Object retrieved from ocean on East Beach remains a mystery
Westerly — It might be part of NASA's Lunar Lander, a nautical instrument that defies identification or a sign of the impending arrival of aliens.
But no clear answer emerged from the ocean alongside the pieces of a twisted, barnacle-speckled metal object that had been buried under sand and water at East Beach.
"It's a mystery, it hasn't been solved," said Peter Brockmann, president of the East Beach Association, which led the effort to remove the object.
A crowd of locals staked out spots on the sand early Thursday morning, swapping their own theories and watching as a crew from Sacco Enterprises Inc. drove an excavator into the breakers to retrieve the object.
The unidentified object had captivated the imaginations of residents here after a blurry picture of what turned out to be a small piece of it was published in The Westerly Sun, sparking speculation about what it could possibly be.
"I bet it fell off a ship," said Bill Colprit, a Westerly resident who stood in the crowd watching the pieces pile up.

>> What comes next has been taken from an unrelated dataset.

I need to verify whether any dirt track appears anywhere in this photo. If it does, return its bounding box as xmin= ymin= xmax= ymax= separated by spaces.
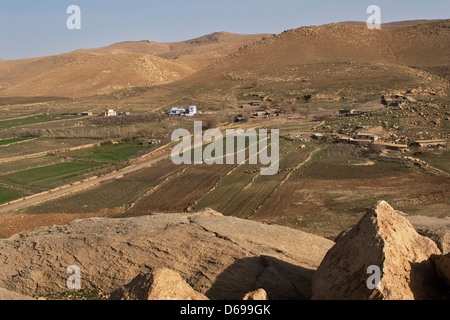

Some spectators chose to embrace the mystery. Westerly residents Gus Kellogg, 12, arrived at the beach with his dad, Charley Kellogg, and carried a sign that said "I ❤ Aliens."
An avid science fiction fan, Gus Kellogg said he believed the aliens probably look like the creatures from the Netflix show "Stranger Things."
"Hopefully, (this) will put Westerly on the map," Gus Kellogg said.
Gus and Charley Kellogg went out into the water earlier in the week to take a look but couldn't see anything under the sand, Charley Kellogg said. As the pieces came ashore, Gus Kellogg examined them and concluded the object "seems to be some sort of alien landing device."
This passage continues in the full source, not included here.